▸ CASE STUDY 003

AGENTIC RAG SYSTEM

Moving from Document Search to Document Intelligence.

LANGCHAIN LLM AGENTS CHROMA DB FASTAPI

Stop searching. Start asking.

Standard RAG (Retrieval-Augmented Generation) is just a glorified Ctrl+F. I built an Agentic RAG system that doesn't just "find" text—it reasons over it.

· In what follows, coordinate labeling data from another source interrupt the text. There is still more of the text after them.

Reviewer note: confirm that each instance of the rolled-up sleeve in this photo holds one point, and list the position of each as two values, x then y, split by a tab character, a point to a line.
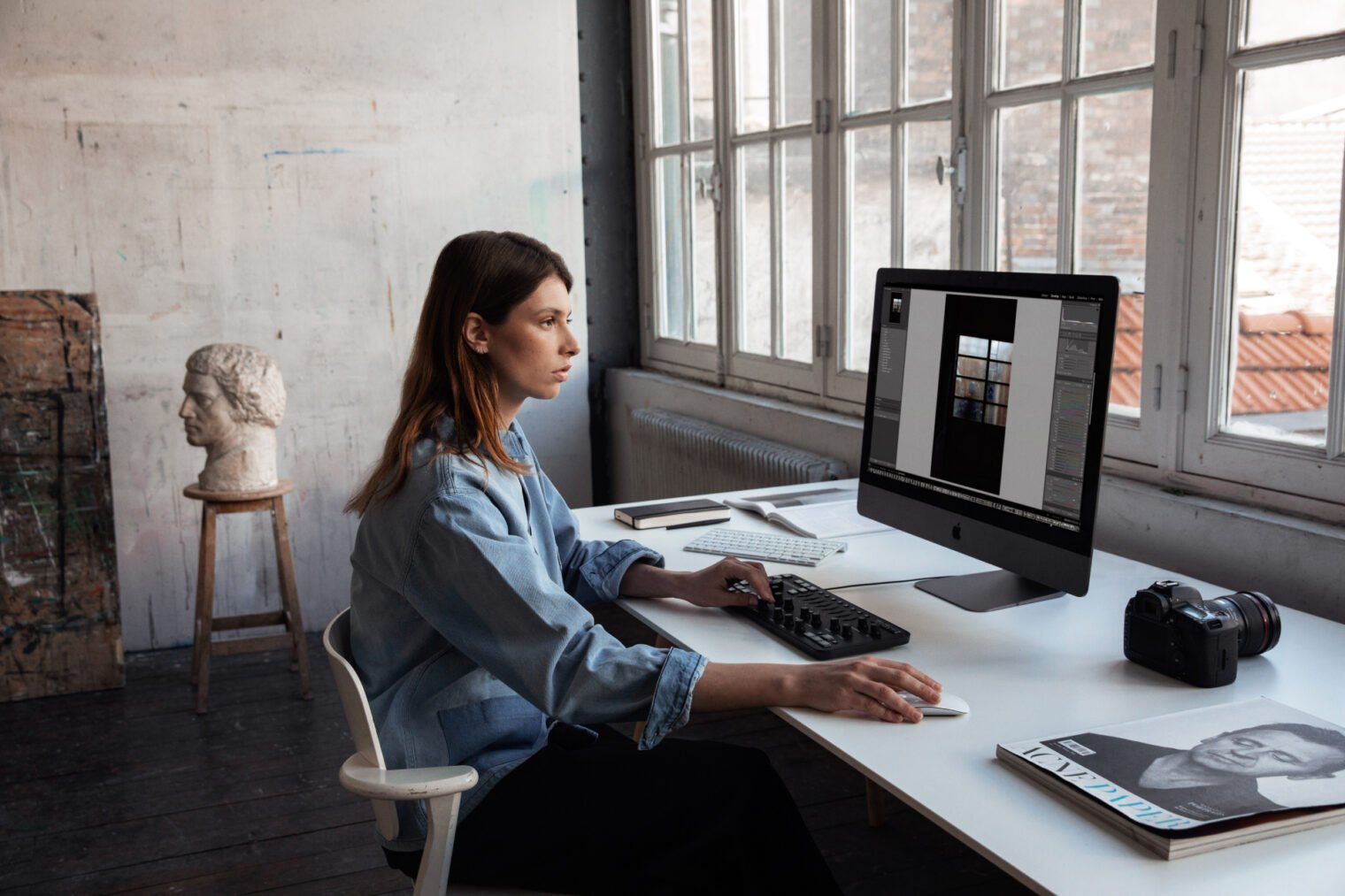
592	570
488	593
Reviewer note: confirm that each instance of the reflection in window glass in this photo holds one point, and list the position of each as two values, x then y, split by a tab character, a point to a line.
967	410
1029	41
1029	185
705	320
1277	20
753	65
795	54
753	211
700	23
868	167
1287	250
1117	34
669	75
868	72
672	302
928	42
796	250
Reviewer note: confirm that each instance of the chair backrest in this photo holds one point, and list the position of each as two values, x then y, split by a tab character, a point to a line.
358	717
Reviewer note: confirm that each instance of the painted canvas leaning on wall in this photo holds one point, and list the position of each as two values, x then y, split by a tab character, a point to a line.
59	614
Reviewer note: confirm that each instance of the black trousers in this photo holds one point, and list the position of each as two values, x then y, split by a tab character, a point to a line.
607	818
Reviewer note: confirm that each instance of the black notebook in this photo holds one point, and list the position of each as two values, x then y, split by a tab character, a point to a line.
672	513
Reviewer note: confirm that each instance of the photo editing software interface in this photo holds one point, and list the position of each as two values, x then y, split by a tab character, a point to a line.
988	397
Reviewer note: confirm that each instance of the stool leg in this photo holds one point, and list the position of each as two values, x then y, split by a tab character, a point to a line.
873	800
204	606
289	593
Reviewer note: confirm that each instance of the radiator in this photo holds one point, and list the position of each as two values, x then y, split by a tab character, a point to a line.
680	455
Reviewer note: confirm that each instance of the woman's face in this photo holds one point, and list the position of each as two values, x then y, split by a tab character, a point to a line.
533	348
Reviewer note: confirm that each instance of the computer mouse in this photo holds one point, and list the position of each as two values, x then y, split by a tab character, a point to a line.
947	705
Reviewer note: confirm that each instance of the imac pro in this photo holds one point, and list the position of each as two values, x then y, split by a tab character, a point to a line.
983	424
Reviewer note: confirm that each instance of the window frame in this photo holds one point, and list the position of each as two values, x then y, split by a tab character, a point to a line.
1203	449
1173	440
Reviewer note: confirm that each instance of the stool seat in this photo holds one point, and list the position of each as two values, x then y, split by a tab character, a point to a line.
202	647
196	493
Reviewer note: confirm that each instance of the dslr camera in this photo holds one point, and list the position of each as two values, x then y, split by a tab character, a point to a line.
1173	630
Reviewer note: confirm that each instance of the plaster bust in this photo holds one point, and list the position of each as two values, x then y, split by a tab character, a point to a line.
233	404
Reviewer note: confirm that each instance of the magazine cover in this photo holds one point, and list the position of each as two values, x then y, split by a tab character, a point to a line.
1179	772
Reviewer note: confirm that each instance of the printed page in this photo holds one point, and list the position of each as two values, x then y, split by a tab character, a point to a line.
1185	770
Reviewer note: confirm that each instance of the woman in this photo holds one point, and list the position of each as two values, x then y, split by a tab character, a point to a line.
470	630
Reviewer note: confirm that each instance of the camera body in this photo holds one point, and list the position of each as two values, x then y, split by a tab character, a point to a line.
1173	630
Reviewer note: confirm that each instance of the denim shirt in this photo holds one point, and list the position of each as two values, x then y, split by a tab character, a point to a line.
470	632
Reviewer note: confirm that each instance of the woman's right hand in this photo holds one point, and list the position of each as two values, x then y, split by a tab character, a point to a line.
868	684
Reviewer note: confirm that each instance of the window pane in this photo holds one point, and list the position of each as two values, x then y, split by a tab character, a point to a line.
1029	180
1287	244
672	283
926	203
868	64
868	160
1111	219
1031	34
928	74
972	367
701	26
1117	34
753	65
669	77
705	320
753	178
969	387
795	54
1275	20
796	252
974	346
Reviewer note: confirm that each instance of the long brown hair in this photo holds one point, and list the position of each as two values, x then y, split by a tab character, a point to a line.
481	272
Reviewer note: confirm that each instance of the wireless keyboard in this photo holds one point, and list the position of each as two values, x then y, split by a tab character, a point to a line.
817	622
757	545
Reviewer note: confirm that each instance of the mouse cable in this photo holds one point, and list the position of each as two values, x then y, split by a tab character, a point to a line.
891	581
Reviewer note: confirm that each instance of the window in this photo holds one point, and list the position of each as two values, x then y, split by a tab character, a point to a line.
1194	151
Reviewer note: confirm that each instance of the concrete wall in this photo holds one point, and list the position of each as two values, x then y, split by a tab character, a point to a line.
1295	562
284	175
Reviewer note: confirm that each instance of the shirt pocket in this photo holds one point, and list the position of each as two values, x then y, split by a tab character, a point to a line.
493	732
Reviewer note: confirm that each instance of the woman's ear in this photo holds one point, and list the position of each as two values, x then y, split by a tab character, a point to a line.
475	333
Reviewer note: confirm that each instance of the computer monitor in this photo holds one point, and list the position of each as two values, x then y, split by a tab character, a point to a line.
985	420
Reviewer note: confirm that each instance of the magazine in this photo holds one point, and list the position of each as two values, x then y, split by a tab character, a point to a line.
818	513
1200	779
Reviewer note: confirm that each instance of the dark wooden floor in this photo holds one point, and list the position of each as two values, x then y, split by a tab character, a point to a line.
131	792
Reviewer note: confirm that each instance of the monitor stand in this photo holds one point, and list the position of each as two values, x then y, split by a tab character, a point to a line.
995	589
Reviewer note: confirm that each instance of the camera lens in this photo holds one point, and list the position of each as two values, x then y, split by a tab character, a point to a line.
1255	617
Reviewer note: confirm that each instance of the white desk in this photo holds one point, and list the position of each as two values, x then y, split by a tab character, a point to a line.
1026	671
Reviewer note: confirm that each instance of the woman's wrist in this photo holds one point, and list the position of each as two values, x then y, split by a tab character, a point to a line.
647	580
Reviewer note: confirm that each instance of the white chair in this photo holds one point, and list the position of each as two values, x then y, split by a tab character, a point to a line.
366	775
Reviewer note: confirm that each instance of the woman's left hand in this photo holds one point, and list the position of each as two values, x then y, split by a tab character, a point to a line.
709	586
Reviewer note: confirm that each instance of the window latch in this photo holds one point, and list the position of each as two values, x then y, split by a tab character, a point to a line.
822	116
957	171
822	341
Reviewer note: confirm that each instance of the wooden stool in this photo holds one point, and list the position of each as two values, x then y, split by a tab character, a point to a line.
202	646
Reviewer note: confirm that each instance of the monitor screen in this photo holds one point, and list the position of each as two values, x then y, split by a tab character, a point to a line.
985	420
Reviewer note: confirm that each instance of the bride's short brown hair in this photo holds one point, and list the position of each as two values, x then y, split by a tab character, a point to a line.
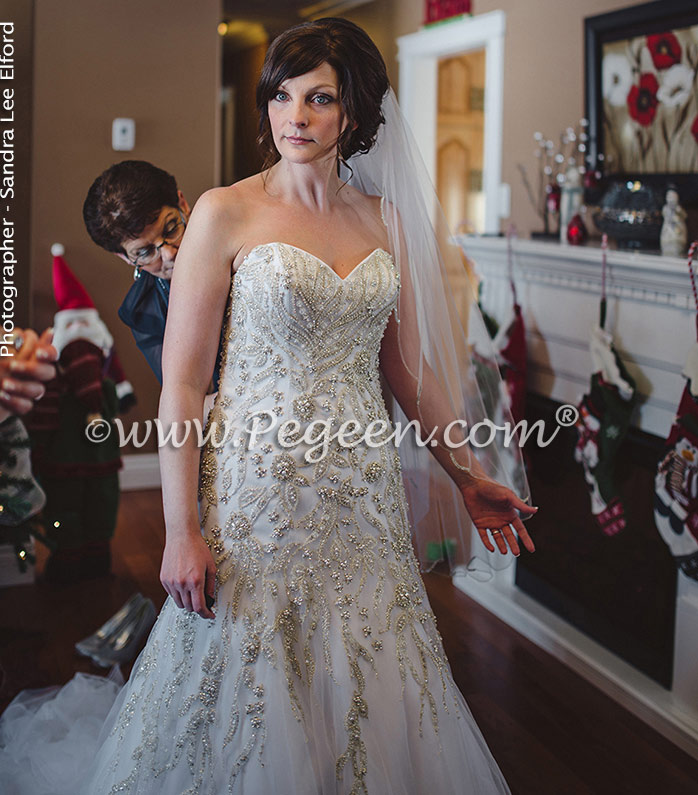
360	69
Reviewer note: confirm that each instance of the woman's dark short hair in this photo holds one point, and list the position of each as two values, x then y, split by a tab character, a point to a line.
124	199
360	68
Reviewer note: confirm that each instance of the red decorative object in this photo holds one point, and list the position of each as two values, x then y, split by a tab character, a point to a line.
552	197
664	49
576	231
436	10
642	99
591	178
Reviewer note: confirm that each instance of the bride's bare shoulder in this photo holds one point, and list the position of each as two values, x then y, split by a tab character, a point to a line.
232	201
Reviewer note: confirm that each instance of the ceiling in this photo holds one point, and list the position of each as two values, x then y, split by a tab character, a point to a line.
277	15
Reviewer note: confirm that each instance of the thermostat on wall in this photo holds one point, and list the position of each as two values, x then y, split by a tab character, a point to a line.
123	135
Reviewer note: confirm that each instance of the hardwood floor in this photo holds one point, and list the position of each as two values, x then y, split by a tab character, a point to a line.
549	729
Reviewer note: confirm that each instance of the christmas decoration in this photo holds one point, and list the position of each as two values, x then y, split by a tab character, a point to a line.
559	168
577	231
676	482
438	10
604	418
79	475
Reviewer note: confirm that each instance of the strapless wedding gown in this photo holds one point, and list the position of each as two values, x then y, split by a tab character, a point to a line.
323	671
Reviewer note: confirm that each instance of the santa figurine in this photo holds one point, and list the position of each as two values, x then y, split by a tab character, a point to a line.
76	447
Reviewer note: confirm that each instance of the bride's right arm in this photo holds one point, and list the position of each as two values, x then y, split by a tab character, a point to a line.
199	290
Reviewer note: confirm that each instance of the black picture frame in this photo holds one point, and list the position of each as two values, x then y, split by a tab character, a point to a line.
640	20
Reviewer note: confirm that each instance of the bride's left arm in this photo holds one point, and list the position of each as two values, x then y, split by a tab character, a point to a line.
490	504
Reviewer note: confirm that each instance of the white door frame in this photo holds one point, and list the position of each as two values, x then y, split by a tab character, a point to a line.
418	56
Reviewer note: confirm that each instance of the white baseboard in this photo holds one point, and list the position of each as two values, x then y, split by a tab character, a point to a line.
641	695
140	472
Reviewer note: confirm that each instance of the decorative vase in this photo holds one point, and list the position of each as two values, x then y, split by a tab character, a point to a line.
631	214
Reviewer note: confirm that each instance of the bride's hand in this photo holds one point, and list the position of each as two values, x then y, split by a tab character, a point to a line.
494	507
188	573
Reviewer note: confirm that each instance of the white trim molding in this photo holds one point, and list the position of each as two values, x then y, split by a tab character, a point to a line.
140	472
418	56
651	315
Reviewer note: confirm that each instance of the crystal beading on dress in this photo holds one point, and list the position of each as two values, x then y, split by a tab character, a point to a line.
322	670
316	570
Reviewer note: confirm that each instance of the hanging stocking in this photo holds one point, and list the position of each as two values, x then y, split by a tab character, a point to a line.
604	418
676	482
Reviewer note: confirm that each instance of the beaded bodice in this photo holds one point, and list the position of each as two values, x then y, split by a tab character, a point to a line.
294	322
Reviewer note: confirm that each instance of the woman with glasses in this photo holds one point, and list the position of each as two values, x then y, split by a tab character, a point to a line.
297	652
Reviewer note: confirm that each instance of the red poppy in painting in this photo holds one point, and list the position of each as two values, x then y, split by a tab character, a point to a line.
664	49
642	99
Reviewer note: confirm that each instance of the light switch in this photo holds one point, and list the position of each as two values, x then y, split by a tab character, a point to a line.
123	135
504	200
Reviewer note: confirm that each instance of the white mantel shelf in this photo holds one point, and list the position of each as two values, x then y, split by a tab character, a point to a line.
641	277
651	314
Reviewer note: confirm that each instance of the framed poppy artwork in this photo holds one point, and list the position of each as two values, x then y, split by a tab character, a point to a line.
642	94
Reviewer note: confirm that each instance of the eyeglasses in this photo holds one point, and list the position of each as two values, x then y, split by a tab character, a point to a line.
171	236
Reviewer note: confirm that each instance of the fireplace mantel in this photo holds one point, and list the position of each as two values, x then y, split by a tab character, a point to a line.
651	314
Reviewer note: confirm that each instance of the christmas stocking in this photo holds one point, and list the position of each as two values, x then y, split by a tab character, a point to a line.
676	482
604	416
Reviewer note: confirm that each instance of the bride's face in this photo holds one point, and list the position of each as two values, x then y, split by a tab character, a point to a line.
306	116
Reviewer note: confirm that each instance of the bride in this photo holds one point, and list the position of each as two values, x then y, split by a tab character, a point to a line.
297	652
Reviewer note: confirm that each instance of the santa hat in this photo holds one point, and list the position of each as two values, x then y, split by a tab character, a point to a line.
69	291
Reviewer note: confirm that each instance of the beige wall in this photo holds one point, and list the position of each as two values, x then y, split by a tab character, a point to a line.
156	62
543	80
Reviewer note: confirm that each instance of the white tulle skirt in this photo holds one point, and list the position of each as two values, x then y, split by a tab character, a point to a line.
158	734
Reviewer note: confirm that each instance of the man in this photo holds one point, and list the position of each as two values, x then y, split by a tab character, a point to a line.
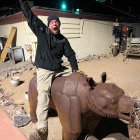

[ VIZ: AGENT REASONING CHAIN ]

The Innovation

Traditional RAG systems fail when a question requires multi-step logic. "Analyze the differences between the 2023 and 2024 quarterly reports" breaks a normal search. My agents use a Plan-and-Execute loop to break complex queries into sub-tasks, fetch the right snippets, and synthesize a coherent answer.

The Engineering

I utilized LangChain's agent framework with a vector store backend. The secret sauce is the Self-Correction loop: if the agent fetches irrelevant data, it realizes it, re-phrases the search, and tries again. No more hallucinations, just high-fidelity document intelligence.

[ VIZ: VECTOR SPACE EMBEDDINGS ]

The Future

This is the blueprint for private, secure document analysis. Whether it's legal contracts or medical records, the Agentic RAG system makes the knowledge useful again.

"Giving the LLM eyes, ears, and a brain to read your files."